Hurt by this response, Darwin replied: “I do not think my book will be mischievous.”
As one person after another began taking Darwinism as Real, after about 70 years it was possible to see that it had been Sedgwick that had been correct, not Darwin. It didn’t matter what Darwin ‘thought’ would happen, or what he ‘hoped’ would happen, or what he ‘preferred’ would happen. Reality happened.
And that’s how it works. That’s how it will always work. It may not always happen the same way (there are an infinite number of ways to get 2+2=x wrong), but in the end, Reality cannot be mocked. A man reaps what he sows. Or his child or grandchild reaps it.
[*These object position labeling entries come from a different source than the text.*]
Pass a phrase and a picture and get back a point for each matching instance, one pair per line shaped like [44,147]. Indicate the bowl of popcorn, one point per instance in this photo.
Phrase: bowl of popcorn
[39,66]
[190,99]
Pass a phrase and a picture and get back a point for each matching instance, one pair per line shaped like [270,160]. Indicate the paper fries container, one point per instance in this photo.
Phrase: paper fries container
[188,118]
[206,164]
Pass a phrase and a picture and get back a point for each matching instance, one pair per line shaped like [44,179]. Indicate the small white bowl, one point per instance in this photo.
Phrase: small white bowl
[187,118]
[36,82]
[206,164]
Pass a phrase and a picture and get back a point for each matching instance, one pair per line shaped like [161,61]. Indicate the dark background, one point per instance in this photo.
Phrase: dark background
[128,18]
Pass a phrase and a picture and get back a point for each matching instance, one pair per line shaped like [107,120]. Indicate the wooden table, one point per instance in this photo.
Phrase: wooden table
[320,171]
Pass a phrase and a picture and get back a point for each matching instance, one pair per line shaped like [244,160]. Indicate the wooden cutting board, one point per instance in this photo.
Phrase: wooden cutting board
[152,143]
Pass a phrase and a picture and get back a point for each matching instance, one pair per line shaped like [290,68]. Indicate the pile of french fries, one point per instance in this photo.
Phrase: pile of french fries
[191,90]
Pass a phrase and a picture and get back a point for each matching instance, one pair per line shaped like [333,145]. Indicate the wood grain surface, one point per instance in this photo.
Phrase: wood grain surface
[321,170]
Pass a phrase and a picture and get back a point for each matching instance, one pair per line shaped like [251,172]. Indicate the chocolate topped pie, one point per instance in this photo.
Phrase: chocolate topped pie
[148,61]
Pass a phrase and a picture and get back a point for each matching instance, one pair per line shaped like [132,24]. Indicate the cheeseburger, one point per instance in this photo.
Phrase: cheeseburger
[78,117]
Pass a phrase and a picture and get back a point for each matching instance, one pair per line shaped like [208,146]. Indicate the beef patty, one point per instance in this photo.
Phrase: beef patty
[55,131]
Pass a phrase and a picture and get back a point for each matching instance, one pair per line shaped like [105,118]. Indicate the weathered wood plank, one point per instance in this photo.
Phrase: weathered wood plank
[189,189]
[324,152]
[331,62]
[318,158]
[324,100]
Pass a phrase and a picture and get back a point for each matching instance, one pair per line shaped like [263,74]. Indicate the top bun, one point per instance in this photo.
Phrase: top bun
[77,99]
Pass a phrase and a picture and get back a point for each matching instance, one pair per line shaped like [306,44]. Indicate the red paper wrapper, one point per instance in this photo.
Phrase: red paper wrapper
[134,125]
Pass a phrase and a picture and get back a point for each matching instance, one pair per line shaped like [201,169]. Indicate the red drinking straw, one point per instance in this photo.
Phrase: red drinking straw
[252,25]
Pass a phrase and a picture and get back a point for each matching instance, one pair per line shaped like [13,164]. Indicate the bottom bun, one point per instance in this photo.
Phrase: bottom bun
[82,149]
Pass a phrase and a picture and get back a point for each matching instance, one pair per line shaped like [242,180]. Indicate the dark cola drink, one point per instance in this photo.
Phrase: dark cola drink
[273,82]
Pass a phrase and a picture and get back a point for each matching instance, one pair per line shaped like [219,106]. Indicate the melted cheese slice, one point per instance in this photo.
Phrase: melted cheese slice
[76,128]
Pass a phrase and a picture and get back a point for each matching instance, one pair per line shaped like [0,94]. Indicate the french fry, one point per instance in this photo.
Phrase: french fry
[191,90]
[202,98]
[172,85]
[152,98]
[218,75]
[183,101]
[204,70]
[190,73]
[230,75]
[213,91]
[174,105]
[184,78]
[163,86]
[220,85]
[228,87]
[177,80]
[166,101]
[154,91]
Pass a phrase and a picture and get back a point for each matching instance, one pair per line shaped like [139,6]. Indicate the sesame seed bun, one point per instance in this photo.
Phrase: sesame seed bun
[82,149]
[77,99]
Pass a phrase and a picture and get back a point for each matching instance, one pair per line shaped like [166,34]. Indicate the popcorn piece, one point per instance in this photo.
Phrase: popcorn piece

There is a proverb that talks about a dog returning to its vomit. Just as people are attempting to implement policies based on the flawed vision of Man embodied in Communism, hoping that this time it won’t end in the murder of tens of millions of people, people are once again attempting to implement policies based on the flawed vision of Man embodied in Darwinism. I recently was shown a perfect example of a dog returning to its vomit, which I may treat at length at a later time.
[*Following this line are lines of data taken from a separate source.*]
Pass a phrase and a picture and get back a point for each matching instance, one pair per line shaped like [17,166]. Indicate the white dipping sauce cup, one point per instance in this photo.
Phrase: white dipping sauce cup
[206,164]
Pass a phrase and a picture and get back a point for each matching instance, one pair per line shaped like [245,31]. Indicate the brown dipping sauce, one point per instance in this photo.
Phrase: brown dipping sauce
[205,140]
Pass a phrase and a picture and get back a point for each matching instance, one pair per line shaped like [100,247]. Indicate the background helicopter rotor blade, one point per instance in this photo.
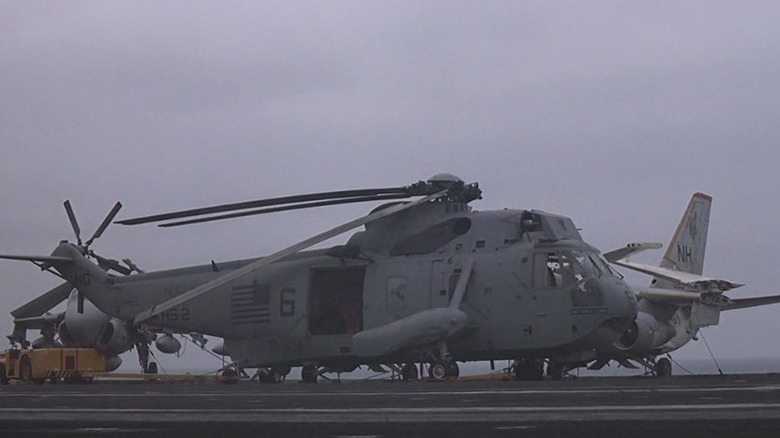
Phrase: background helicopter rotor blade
[43,303]
[112,264]
[238,273]
[73,222]
[381,197]
[295,199]
[106,223]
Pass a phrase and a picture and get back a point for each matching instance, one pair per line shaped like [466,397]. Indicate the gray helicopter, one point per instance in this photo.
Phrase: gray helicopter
[428,281]
[83,325]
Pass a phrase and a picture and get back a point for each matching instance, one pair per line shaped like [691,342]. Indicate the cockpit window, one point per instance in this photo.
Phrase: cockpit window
[563,268]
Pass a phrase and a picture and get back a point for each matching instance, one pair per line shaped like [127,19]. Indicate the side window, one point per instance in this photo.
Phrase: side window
[545,266]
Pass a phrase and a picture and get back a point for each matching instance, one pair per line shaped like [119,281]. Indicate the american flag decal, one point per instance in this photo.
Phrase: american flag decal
[250,304]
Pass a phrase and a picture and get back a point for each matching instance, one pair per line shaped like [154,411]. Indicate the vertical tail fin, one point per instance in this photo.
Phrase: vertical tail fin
[686,250]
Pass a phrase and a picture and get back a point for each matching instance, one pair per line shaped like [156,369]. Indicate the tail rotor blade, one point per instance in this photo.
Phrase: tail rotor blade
[73,222]
[105,223]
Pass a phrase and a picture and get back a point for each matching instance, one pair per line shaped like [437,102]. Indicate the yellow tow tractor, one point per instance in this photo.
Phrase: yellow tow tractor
[52,364]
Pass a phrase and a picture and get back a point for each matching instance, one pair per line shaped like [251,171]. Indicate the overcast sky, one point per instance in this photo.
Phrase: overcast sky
[612,113]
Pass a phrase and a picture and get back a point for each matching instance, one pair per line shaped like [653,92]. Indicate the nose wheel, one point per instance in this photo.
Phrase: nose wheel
[440,369]
[663,367]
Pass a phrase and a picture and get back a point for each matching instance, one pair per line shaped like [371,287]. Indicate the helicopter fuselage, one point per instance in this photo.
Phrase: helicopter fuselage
[530,287]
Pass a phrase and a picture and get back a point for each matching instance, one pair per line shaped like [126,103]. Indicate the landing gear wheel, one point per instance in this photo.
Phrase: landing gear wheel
[409,372]
[25,369]
[663,367]
[309,374]
[555,371]
[453,370]
[529,369]
[3,376]
[437,370]
[230,375]
[280,371]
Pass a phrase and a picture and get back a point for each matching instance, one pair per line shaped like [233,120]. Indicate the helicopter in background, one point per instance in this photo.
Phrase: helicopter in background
[429,281]
[83,325]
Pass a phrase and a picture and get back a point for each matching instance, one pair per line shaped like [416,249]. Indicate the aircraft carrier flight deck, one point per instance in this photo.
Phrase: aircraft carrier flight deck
[690,406]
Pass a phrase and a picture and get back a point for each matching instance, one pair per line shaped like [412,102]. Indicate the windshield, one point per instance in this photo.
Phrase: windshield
[562,268]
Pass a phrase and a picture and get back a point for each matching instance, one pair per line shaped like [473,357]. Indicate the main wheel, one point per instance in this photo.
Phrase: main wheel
[409,372]
[529,369]
[309,374]
[453,370]
[437,370]
[663,367]
[25,369]
[3,376]
[555,370]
Now, in my experience, the reaction to this post will consist largely of people arguing that Reality is not generally accessible with the kind of accuracy we can get with situations like 2+2=4. Even after they read the qualifications I’m about to make, they will still insist that Reality is far too murky a matter to make absolute remarks about. There is no black and white, only gray. And they will say that it is ‘certainty’ that is the real chief cause of our woes. Many will go further and say that there is no way of knowing what Reality is at all. I have even encountered people who go further than denying our ability to know what Reality is, and deny that Reality exists, period.
These are the well-meaning people who will bring death down on the heads of millions. I have nothing to say to them. They are lost causes–to us. They will only be persuaded–if they are ever persuaded at all–by Reality intervening. This essay is for the ones who still think that Reality is Real and that it is a worthy endeavor to try to align our life and thought with what is the actual state of the universe, even if we hoped it was otherwise.
So, yes. There are many obstacles in our way of determining what is actually Real. One of those obstacles is, indeed, the fact that we often very much wish that Reality was otherwise. After all, who wouldn’t want to have an endless amount of pleasures without ever having to pay the Piper?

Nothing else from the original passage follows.